As legal and IT converge, challenges may arise due to organizational structures, lines of reporting, competing priorities, and differing work/communication styles.

However, in order for an organization to operate efficiently while staying compliant with the many regulations around data governance, IT and legal departments can no longer remain siloed.

Here’s how you can bridge the gap between these two functions in your organization:

Understand the difference in communication styles

Legal professionals and IT teams often operate with quite different mindsets.

While legal professionals tend to think more iteratively, IT personnel tend to work in a more linear and task-driven manner. To successfully communicate with each other, both legal and IT need to understand the context from the other’s perspective.

Legal professionals should ensure proper hand-off of information and that the right people are engaged. IT teams would benefit from decoding essential technical terms into language that even the least tech-savvy attorney can appreciate.

Efforts can be made to avoid jargon in all communications. Management should encourage a culture in which questions are valued; allowing each party to explain terms specific to their expertise to avoid miscommunication and costly errors.

Gain leadership support on new initiatives

New IT projects often mean a shake-up of existing processes, which could face resistance from the legal professionals who are accustomed to a certain working order.
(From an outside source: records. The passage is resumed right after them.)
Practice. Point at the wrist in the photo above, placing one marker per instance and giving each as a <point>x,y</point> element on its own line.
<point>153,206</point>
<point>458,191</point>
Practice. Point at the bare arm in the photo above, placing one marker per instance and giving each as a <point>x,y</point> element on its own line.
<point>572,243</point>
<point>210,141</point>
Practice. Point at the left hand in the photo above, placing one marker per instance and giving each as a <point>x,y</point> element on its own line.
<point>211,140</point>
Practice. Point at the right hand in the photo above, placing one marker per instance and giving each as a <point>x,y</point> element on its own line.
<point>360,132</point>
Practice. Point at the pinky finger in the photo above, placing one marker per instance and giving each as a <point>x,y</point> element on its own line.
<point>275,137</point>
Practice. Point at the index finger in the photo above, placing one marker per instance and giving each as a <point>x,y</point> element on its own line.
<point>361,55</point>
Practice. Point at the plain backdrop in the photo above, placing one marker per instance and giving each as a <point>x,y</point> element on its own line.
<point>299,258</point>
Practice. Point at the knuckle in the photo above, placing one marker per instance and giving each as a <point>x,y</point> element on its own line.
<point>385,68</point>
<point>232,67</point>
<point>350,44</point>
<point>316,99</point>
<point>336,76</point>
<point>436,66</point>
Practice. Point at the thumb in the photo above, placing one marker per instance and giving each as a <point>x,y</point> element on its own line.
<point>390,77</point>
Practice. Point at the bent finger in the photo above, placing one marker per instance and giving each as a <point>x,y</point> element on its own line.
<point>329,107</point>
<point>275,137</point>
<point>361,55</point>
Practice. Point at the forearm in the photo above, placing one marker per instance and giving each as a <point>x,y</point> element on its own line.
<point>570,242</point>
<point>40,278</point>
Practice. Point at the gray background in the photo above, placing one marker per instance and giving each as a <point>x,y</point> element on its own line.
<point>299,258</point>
It’s therefore critical that leadership, such as the CIO and General Counsel, remain involved in the process and facilitate seamless communication between the IT and legal teams. Showing support for the project, e.g., by engaging in conversation and explaining the critical benefits of increasing proficiency for the company as a whole.

Collaborate on data governance

Businesses are generating massive amounts of data and there is an increasing number of law and regulations to ensure the safety of consumer data. From the use of big data and cloud computing to AI and blockchain technologies, data is routinely involved in many business decisions.

IT and legal teams need to collaborate carefully to ensure that the collection, transit, and storage of data is secure and compliant with the latest information governance regulations.

However, it’s not always easy for the IT team to interpret the verbiage in these laws to make sure the company’s data strategy is compliant. It is important for both the legal and IT teams to have someone who can interpret the language of the other department to ensure that legal requirements are translated into implementable IT strategies.

In addition, it may be beneficial to implement an overarching data management strategy to establish the framework, objectives, and compliance rules -- identifying key decision-makers in roles such as CTO, legal counsel, privacy officer, compliance manager, and information governance manager.

Next, legal and IT need to make collective decisions on how to incorporate progressive technology solutions with an eye on the legal implications of data storage, usage, and management strategies.

IT’s input is important when considering the day-to-day operational needs so you can address all of the “real life” use cases before it’s too late to change course without sizable cost implications.

Provide education on the legal discovery (eDiscovery) process

The legal discovery process has become a mainstream issue for many IT departments.

In many organizations, the collection and storage of data aren’t centralized. Legal professionals still rely on ad-hoc, fragmented methods to piece together data and information.

This seemingly elongated method tends to increase the cost of eDiscovery processes and may impact the accuracy and reliability of your data.

For example, if you depend on emails archives, you’re likely to miss critical information while metadata can be altered and the chain of custody can be impaired. If your legal team needs to access data from multiple sources, they may have to spend an enormous amount of time and resources to parse through emails and files, eliminate duplicates, and verify the accuracy of the information.

To avoid errors and inefficiencies in the eDiscovery process, legal departments need to outline the requirements for IT teams so the right technology can be introduced to handle varying complexities of the process.

Identifying the right IT tools, which requires the collaboration between legal and IT departments, is critical in making the legal discovery process reliable, efficient, and affordable.

Facilitating a shared understanding

To bridge the gap between legal and IT, it’s critical to establish shared objectives, identify clear communication channels, and understand the priorities of each department.

Today’s complex business environment requires cross-departmental collaboration to ensure efficiencies and accuracy in executing a data strategy. It’s, therefore, important that leadership -- such as CEOs, CIOs, and legal counsel -- are onboard to spearhead the effort.